Introduction by Croakey: As Australia warned other countries to not trample on human rights during the pandemic, a new report has raised concerns about Australia’s own human rights record.
The report’s findings also come after Tasmania’s custodial inspector raised concerns about regular 24-hour lockdowns across the state’s prisons. The ABC reported that in December last year, there were 600 lockdowns across the various prisons, with about 30 percent blamed on staff shortages.
Below, Croakey editor Nicole MacKee looks at the key findings from the 2021 Human Rights Tracker report.
Nicole MacKee writes:
Aboriginal and Torres Strait Islander people and refugees and asylum seekers remain at risk of a range of human rights abuses in Australia, a new report has found.
The annual Human Rights Tracker report, produced by the New Zealand-based Human Rights Measurement Initiative (HRMI), evaluated human rights scores last year for around 200 countries on up to 13 different human rights contained in United Nations treaties.
The rights measured fell into three categories: quality of life; safety from state; and empowerment.
The researchers produced the human rights scores using indicator data supplied by countries to international databases.
While there were some positive findings in the report — on the right to health, Australia scored 90.9% of what should be possible given its resources — there areas of significant concern.
Low score on torture
Australia scored 6.7 out of 10 for the overall Safety from State measure, which was close to average among the five high-income Organisation for Economic Co-operation and Development (OECD) countries included in the index.

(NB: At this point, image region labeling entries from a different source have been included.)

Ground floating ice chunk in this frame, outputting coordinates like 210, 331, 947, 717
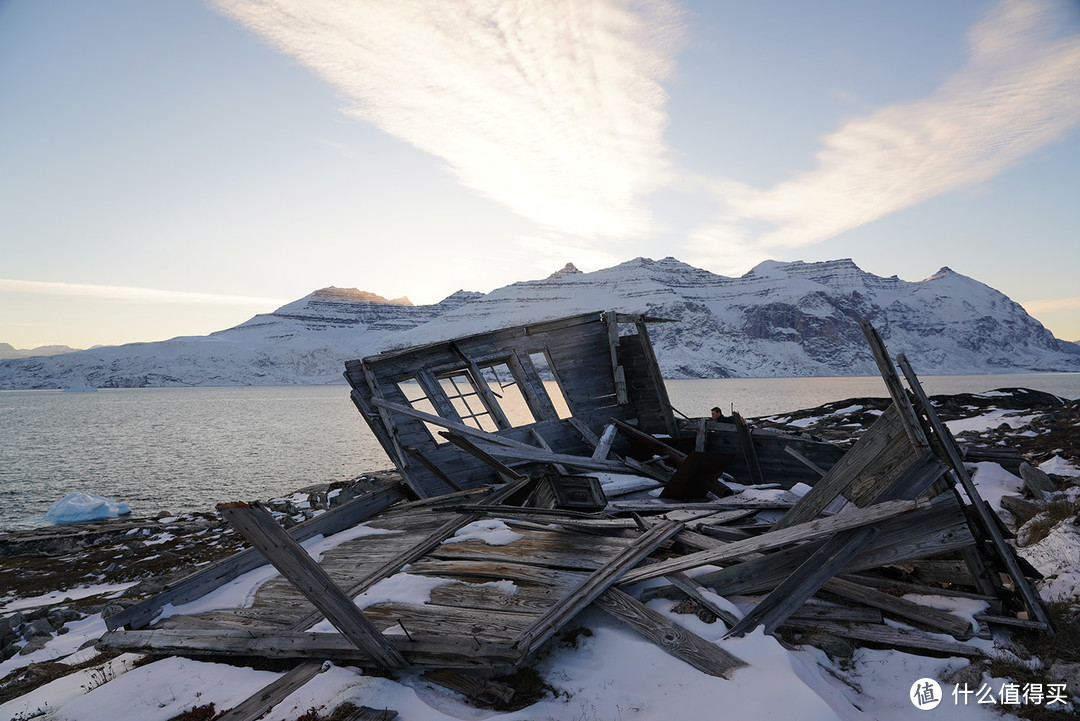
45, 493, 132, 523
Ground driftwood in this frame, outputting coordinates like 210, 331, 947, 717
102, 312, 1052, 699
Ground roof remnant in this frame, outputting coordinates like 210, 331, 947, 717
103, 312, 1053, 716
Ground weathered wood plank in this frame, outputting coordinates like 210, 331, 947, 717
643, 496, 974, 599
859, 318, 930, 449
217, 661, 323, 721
784, 446, 828, 478
896, 354, 1053, 632
620, 500, 930, 585
289, 478, 531, 631
594, 588, 746, 678
99, 629, 517, 671
423, 669, 514, 705
773, 406, 904, 529
731, 411, 766, 486
729, 450, 945, 636
341, 706, 397, 721
822, 577, 977, 641
438, 431, 524, 482
1020, 461, 1057, 499
105, 484, 405, 630
783, 618, 985, 658
514, 521, 683, 656
217, 503, 406, 668
664, 573, 739, 628
591, 423, 617, 461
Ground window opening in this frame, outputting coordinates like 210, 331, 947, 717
438, 370, 499, 432
529, 351, 573, 418
481, 363, 537, 428
396, 378, 448, 444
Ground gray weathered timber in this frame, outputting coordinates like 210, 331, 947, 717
642, 495, 974, 599
423, 669, 514, 705
620, 500, 930, 585
514, 521, 683, 656
731, 411, 766, 486
105, 484, 405, 630
438, 431, 525, 484
611, 418, 686, 465
216, 661, 323, 721
624, 315, 678, 436
773, 406, 904, 529
604, 311, 630, 405
729, 450, 945, 636
673, 418, 843, 488
98, 628, 517, 672
783, 618, 985, 658
859, 318, 930, 448
784, 446, 828, 477
664, 572, 739, 628
402, 446, 462, 500
341, 706, 397, 721
218, 504, 406, 668
594, 588, 746, 678
591, 423, 616, 461
473, 445, 639, 473
896, 354, 1053, 632
289, 478, 530, 631
352, 365, 419, 499
822, 577, 976, 641
1020, 461, 1057, 499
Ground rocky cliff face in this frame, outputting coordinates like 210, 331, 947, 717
0, 258, 1080, 389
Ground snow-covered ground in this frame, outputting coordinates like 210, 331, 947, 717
0, 409, 1080, 721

However, Australia received a particularly low score (4.9 out of 10) for the right to freedom from torture and ill-treatment. The experts found a range of groups at risk of torture and ill-treatment, with people of low social or economic status and Aboriginal and Torres Strait Islander people at the top of the list.
“The Indigenous people of Australia were identified by experts we surveyed as being particularly vulnerable to abuses of every single one of the rights we measure,” the report authors noted.
More than half of human rights experts surveyed (56%) identified Aboriginal and Torres Strait Islander people as at risk of having their right to freedom from torture violated.
Aboriginal and Torres Strait Islander people were also found to be at risk of violation of their rights to freedom from arbitrary arrest (63%).
More than 70% of the human rights experts surveyed also identified Aboriginal and Torres Strait Islander people as being at risk of having their right to education violated; while 80% found Aboriginal and Torres Strait Islander people’s right to health and housing to be at risk.
The report also found refugees’ and asylum seekers’ rights to be at higher risk of rights breaches.
For example, 75% of the group’s human rights experts identified refugees and asylum seekers as being at risk having their right to health violated; and 68% identified this group as being at risk of having their rights to work breached.
Anne-Marie Brook, HMRI Co-founder and Development lead, said it was important to measure human rights in holding governments to account and promote improvements.
“‘Leaders and other decision-makers already have lots of statistics on things like GDP growth,” she said.
“We want to make sure they also have robust data on how countries are treating people, so they can look at where things could be better and work towards making the changes that are needed.”
Brook said Australia’s civil and political rights performance was very disappointing, particularly since it could be so easily improved.
“I’m looking forward to the day when the Australian people – via their elected officials – decide to treat all people, including Aboriginal people and Torres Strait Islanders, and refugees and asylum seekers, with the dignity and respect that all people deserve,” she said.
The Australian human rights experts contributing to the report also found that COVID-19 had worsened the country’s human rights situation.
Dr Susan Randolph, HMRI Co-Founder and Economics and Social Rights Lead, said the pandemic’s effects had fallen most heavily on the most vulnerable countries and the most vulnerable people in all countries – the elderly, people with disabilities, Indigenous people, immigrants, refugees, poorer people, people in detention, children, and those facing ethnic or racial discrimination.
Examples of COVID-19 impacts cited by Australian experts included:
- People in quarantine and lockdown not being supplied with culturally-appropriate food;
- Elderly people from care homes not being admitted to hospitals; and
- Undocumented people and asylum seekers not being able to access income support.
“A focus on human rights is even more important in the context of COVID-19. Marshalling resources to improve human rights can simultaneously help stem the pandemic,” Randolph said.
“How can people protect themselves by washing their hands if they don’t have access to running water? How can people maintain social distance if they are homeless or living in an over-crowded home? How can people know to quarantine themselves when they feel ill if they don’t have access to tests? How can we prevent the deaths of those who contract COVID-19 if people don’t have access to affordable healthcare?
“It’s not just a matter of stemming the pandemic, but also of focusing our admittedly more limited resources on those factors that make the most difference to people’s lives.”
Earlier this week, Aboriginal health and legal experts sounded the alarm about the impact of COVID-19 lockdowns on “rough sleepers” in Darwin and Alice Springs. The report follows longstanding governmental failures in addressing the over-representation of Aboriginal and Torres Strait Islander people in prisons, and systemic racism across multiple sectors, including health and justice.